Cherreads

Chapter 20 - Chapter 20 - Blood

By midday, House Deythar had remembered how to pretend nothing had changed.

Servants crossed its corridors with the same lowered eyes and measured haste. Sunlight continued its disciplined passage through the eastern galleries, breaking across white stone and gold-veined pillars in exact geometries. Somewhere below, steel still rang in the training courts. Somewhere above, prayer bells marked an hour no one in the estate truly needed announced.

Outwardly, the house remained itself.

Icarus had learned that such stillness meant very little.

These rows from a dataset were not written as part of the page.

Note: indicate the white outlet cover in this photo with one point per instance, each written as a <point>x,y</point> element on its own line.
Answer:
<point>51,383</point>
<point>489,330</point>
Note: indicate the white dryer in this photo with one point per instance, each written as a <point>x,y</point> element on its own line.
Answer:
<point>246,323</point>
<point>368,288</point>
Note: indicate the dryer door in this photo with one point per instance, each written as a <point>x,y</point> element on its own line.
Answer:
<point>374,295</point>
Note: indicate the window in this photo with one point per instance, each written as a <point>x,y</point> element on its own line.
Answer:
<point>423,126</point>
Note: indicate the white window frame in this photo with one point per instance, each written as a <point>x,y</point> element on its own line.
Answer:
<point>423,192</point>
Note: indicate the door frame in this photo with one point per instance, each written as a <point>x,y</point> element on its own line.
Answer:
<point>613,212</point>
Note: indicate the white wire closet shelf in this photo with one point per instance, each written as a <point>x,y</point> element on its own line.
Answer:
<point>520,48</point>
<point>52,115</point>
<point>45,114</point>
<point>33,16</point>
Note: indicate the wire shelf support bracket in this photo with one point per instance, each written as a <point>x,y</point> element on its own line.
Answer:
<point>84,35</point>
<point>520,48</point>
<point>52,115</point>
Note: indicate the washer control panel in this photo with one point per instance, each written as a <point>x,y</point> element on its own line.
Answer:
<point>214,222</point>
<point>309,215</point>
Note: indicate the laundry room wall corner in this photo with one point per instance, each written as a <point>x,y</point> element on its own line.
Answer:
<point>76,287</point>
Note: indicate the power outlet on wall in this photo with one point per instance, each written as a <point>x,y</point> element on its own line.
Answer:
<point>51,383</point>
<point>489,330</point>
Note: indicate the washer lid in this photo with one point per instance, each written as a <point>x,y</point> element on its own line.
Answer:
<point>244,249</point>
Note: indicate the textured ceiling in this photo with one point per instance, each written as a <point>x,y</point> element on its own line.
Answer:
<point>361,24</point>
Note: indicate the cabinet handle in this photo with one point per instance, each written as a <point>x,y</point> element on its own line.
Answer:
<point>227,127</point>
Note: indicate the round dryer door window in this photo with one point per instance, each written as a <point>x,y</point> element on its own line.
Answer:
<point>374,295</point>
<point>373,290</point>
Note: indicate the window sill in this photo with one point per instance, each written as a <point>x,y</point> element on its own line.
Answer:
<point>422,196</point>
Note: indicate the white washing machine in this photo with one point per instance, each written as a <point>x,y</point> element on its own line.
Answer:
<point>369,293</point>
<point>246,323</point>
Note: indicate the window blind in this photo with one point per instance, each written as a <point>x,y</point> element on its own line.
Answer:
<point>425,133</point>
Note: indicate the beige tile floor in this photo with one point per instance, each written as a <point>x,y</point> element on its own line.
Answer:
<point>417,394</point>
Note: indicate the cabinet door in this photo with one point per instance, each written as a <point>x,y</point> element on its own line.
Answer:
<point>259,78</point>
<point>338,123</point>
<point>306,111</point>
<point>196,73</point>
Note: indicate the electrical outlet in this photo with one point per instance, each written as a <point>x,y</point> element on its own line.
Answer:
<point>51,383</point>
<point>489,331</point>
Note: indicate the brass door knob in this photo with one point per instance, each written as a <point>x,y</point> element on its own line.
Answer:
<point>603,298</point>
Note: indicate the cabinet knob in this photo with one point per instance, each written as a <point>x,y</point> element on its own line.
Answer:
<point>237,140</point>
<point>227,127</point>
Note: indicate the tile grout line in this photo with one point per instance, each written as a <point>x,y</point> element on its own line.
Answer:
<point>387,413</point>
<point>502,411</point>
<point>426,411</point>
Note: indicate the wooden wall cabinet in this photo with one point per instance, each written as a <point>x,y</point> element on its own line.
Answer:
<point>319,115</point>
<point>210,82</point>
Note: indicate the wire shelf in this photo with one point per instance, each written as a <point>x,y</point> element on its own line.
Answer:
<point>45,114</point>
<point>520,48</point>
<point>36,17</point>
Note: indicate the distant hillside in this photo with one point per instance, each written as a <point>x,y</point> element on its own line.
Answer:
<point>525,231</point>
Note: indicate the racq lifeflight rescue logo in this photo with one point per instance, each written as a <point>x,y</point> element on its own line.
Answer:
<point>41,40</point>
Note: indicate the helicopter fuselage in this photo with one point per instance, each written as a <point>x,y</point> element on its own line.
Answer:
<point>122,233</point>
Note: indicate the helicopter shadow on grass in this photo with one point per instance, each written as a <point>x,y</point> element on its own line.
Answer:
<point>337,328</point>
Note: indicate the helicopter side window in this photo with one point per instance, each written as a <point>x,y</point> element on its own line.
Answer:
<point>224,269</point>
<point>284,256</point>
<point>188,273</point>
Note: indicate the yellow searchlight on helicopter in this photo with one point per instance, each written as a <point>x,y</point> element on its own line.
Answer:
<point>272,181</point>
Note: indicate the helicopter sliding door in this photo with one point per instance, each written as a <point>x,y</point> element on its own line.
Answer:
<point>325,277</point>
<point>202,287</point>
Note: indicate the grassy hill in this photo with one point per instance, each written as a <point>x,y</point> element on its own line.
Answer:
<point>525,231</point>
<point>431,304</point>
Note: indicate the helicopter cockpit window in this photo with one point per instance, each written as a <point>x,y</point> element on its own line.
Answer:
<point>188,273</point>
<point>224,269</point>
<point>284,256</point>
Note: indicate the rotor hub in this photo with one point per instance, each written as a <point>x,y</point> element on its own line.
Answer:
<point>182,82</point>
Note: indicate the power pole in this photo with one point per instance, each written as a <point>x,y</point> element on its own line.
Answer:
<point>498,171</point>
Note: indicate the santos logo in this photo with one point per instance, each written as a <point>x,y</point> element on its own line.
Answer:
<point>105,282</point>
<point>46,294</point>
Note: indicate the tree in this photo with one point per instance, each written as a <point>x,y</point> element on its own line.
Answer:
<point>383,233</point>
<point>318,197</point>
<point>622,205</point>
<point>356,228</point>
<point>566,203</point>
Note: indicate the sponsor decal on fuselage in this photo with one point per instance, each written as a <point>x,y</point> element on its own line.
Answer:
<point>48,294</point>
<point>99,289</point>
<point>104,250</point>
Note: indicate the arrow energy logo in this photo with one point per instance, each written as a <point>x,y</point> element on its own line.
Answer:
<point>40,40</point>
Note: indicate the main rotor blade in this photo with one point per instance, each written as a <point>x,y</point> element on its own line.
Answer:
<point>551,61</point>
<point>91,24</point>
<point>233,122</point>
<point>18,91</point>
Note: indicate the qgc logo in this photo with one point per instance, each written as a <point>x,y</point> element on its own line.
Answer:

He moved through the southern arcade with one hand resting lightly against the fold of his outer robe, more from habit than weakness now. Borrowed Time had sealed the wound enough that walking no longer cost him breath, but the body had not forgotten what had been forced through it. The flesh across his chest still felt too new in one place and too old in another, as though healing itself had been laid over him with unclean hands.

He had spent the morning productively.

That was to say: invisibly.

He had attended what was expected of him, spoken little, let fatigue wear the mask of restraint, and avoided every corridor likely to contain a healer. More importantly, he had avoided thinking too long about the memory from the night before — the plateau, the first true weight of Aurelion's attention, the impossible hesitation in the sun.

Some thoughts sharpened when handled.

That one sharpened too quickly.

So he kept to smaller dangers instead.

Seraphine's line at breakfast lingered more than he liked.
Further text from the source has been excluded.